Nunavut Tunngavik Inc. President Cathy Towtongie today announced that NTI filed an application for judicial review in the Federal Court challenging the Department of Fisheries and Oceans’ decision to ban export of narwhal tusks and related products from 17 Nunavut communities.
DFO notified NTI of the ban by an undated letter in December. NTI was not made aware of the restriction prior to it being imposed, and Inuit were not consulted. DFO’s actions violate Inuit harvesting rights as set out in Article 5 of the Nunavut Land Claims Agreement.
After receiving DFO’s letter, NTI asked DFO to reverse the decision. DFO refused to do so. Towtongie said NTI had no choice but to file the application in order to preserve and protect Inuit rights.
“DFO does not have the right to make such a decision without consulting Inuit and respecting the process established in the NLCA,” said Towtongie. “In NTI’s view, DFO has based their decision on questionable data. DFO’s research shows the population is thriving, and harvest numbers do not threaten the species. NTI has not yet had the chance to present its views to the Nunavut Wildlife Management Board, which was established by the NLCA to ensure Inuit harvesting is sustainable.
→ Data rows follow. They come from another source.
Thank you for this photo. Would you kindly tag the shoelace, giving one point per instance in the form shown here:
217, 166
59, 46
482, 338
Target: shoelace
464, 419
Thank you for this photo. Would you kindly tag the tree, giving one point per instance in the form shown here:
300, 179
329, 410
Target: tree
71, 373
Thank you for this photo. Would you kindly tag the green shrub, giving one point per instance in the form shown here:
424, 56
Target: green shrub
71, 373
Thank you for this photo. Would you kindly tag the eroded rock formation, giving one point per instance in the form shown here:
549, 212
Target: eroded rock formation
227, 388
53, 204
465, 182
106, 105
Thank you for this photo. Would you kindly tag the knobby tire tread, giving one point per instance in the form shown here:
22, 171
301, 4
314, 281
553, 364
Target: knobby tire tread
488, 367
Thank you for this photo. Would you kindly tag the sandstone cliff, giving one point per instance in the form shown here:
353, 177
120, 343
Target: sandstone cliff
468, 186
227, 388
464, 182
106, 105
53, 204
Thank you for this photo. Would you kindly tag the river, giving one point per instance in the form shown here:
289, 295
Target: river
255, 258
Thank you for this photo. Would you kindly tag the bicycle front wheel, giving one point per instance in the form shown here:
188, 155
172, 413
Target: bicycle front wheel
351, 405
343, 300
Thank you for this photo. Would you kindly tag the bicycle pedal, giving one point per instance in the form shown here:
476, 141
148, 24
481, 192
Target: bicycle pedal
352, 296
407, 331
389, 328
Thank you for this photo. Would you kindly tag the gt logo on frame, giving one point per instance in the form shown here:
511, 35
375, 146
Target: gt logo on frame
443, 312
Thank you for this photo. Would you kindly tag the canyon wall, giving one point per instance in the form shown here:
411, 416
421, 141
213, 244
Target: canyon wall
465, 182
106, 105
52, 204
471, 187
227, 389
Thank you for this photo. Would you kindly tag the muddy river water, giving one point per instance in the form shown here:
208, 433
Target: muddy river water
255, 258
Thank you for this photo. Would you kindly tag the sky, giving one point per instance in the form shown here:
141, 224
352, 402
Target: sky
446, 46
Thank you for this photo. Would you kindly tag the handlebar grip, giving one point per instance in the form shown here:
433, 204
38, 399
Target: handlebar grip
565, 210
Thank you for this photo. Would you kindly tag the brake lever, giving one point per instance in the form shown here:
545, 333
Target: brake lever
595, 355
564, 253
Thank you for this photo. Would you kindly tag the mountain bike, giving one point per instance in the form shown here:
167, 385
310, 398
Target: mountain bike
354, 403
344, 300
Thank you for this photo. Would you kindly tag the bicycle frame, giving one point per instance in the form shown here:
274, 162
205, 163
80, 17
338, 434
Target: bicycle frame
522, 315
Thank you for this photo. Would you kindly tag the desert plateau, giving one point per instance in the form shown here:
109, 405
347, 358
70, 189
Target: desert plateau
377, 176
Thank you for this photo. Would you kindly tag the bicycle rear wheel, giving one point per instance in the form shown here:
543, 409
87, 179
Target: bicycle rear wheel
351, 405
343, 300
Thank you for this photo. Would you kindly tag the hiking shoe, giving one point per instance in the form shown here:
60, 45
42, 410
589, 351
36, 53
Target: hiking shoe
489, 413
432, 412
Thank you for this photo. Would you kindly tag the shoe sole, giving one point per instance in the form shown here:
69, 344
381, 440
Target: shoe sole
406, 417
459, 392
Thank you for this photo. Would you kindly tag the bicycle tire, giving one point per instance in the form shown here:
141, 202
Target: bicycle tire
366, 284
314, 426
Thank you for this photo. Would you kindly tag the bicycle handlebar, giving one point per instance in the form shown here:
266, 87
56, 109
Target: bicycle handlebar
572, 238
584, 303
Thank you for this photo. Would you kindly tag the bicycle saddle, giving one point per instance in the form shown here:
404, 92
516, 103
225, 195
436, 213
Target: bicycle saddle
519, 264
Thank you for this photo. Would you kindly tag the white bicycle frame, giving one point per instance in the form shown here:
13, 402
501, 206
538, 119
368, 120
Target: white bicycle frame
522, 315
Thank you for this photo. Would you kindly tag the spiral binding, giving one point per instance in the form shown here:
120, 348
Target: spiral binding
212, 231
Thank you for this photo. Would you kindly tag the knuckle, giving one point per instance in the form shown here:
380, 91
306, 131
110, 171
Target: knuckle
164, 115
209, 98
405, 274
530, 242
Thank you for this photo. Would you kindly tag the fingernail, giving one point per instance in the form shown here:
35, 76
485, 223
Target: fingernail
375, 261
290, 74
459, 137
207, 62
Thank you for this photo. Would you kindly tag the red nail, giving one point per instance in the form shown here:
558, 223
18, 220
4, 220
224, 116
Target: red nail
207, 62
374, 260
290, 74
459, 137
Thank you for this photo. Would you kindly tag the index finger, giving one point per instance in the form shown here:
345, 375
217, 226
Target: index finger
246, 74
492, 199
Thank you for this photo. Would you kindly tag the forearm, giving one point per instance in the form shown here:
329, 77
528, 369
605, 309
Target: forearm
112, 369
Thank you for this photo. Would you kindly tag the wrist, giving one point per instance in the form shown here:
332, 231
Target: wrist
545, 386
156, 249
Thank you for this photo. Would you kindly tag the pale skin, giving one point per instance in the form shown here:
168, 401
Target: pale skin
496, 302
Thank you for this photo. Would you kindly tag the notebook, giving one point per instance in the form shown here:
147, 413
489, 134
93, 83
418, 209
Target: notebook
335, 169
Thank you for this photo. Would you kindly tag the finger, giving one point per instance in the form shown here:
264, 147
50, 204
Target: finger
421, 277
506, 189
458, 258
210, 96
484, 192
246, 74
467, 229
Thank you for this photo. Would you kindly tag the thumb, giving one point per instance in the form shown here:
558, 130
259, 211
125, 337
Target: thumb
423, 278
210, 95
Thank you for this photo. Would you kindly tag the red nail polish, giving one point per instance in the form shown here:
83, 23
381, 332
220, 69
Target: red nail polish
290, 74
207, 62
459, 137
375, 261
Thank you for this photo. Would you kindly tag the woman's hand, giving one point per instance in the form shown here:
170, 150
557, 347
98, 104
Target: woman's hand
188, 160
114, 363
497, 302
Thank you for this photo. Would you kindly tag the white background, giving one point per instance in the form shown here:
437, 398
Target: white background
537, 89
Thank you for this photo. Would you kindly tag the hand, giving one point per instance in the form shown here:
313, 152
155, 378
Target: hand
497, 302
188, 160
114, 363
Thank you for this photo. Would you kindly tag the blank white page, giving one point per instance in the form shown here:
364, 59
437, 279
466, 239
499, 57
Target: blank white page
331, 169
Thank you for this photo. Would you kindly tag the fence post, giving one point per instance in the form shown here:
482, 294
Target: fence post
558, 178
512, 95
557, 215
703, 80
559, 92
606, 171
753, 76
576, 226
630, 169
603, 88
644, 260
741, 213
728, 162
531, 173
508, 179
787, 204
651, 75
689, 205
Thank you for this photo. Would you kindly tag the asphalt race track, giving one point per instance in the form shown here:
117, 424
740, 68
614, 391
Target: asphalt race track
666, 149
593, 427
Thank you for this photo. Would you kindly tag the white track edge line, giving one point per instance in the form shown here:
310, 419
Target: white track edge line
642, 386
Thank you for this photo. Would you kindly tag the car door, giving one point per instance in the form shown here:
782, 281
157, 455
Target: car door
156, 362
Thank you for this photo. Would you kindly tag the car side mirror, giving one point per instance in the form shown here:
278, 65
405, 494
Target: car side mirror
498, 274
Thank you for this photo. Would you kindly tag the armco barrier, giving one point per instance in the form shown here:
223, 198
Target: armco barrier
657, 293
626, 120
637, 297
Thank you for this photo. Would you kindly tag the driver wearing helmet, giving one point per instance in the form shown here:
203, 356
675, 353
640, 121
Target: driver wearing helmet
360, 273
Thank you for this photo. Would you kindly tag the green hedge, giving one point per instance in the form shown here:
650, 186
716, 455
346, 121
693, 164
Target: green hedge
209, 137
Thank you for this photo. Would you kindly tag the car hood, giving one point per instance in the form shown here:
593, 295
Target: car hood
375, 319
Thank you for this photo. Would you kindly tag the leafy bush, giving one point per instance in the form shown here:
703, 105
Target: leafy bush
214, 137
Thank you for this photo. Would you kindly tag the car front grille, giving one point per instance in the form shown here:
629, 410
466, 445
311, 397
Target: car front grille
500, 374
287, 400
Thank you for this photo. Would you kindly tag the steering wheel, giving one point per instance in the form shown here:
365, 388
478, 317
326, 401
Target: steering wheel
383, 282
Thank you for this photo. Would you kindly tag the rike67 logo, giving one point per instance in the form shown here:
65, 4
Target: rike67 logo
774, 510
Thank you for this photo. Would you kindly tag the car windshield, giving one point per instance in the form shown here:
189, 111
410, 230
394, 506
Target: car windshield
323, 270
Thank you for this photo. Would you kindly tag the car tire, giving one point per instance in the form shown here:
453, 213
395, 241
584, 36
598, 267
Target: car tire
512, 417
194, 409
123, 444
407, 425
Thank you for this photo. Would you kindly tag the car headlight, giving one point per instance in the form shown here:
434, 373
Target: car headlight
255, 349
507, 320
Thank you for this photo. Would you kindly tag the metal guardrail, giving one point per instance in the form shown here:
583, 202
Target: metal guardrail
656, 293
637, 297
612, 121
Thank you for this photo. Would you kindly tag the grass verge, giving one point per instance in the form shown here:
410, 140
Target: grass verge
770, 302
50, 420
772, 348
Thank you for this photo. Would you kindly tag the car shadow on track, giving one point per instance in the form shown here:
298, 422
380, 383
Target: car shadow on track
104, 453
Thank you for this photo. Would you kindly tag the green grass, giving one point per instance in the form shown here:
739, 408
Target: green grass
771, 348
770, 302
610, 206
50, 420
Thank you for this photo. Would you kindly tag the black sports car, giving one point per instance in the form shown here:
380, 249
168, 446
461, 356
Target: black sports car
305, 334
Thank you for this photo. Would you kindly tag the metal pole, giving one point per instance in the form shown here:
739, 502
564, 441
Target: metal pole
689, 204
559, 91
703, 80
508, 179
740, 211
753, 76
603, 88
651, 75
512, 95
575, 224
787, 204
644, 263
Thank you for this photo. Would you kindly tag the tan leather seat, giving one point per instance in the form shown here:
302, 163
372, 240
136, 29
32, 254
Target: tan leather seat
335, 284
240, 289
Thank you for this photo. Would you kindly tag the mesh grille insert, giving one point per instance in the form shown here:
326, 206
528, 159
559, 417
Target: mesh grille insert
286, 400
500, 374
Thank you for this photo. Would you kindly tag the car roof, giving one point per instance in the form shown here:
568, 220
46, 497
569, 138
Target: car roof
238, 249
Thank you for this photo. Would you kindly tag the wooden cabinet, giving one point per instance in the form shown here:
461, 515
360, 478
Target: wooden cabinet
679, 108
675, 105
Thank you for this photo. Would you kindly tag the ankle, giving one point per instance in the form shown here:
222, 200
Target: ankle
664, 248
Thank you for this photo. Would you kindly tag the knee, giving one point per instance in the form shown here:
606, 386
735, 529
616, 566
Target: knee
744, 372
DFO’s restriction stated that export permits will not be issued for tusks harvested from Grise Fiord, Arctic Bay, Resolute Bay, Clyde River, Qikiqtarjuaq, Pangnirtung, Iqaluit, Kimmirut, Cape Dorset, Coral Harbour, Repulse Bay, Hall Beach, Chesterfield Inlet, Rankin Inlet, Whale Cove, Arviat and Sanikiluaq. Communities permitted to continue to export narwhal tusks are Kugaaruk, Taloyoak, Gjoa Haven, Igloolik, and Pond Inlet.